You may have noticed that this solution is based upon using 10 Gb Ethernet hardware, which is perhaps a factor of 10x more costly today than 1 GB hardware. But it is still a lot cheaper than proprietary AV solutions. And costs will come down much more quickly in the IT world than they will in the AV world. Ahmed told us he expects 10 GbE switches to cost about 40% less in 2016 and drop to today’s price of 1 GbE devices by 2017. Think that will happen with AV equipment?

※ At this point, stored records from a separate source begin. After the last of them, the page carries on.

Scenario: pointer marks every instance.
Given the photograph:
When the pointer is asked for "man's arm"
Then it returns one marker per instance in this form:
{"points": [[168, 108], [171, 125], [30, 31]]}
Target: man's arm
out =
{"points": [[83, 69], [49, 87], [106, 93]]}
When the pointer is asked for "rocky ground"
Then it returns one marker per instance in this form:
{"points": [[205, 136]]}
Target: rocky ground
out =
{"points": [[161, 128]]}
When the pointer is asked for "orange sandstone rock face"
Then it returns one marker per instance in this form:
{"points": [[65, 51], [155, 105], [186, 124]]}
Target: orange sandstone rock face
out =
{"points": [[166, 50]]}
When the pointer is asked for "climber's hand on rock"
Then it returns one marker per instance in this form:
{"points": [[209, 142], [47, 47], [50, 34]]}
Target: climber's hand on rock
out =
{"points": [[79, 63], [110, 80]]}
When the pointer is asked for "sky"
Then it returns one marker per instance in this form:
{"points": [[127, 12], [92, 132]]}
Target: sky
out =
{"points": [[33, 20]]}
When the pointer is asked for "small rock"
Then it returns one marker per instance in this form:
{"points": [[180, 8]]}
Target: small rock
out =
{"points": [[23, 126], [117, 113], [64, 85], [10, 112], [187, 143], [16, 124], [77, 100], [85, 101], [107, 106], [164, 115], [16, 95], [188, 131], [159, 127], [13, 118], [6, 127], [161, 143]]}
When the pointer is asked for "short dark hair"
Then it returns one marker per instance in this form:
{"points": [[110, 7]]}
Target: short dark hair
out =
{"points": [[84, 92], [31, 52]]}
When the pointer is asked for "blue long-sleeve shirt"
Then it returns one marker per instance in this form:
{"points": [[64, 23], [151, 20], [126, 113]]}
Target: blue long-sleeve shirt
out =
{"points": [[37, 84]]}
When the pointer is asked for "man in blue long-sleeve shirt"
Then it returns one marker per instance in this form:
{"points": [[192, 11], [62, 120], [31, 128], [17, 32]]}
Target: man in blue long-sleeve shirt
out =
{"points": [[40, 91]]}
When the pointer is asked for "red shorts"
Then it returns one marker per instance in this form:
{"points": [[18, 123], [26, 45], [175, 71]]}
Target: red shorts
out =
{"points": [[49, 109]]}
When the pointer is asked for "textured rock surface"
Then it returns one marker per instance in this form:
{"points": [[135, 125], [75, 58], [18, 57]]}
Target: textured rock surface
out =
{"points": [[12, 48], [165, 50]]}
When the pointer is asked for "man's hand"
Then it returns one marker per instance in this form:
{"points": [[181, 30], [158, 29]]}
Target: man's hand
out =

Ahmed maintains that proprietary platforms have stifled competition in many ways – and very few companies have the resources and means to develop a competing platform that can cost tens of millions of dollars to develop, particularly the AV switch. By allowing the use of off-the-shelf 10G, this barrier has been eliminated and smaller companies can now deliver equivalent and also much higher performance solutions without huge capital investments. These smaller players will now be able to innovate at the software level (on an open platform) and at a solution level rather than waste their resources on developing the baseline hardware.

He makes a very good point and as a result, it now seems likely that standard IP switching technology powered by the AptoVision chipsets will make strong headway in the market. Any solution that uses off-the-shelf IT gear seems like a hard thing to bet against.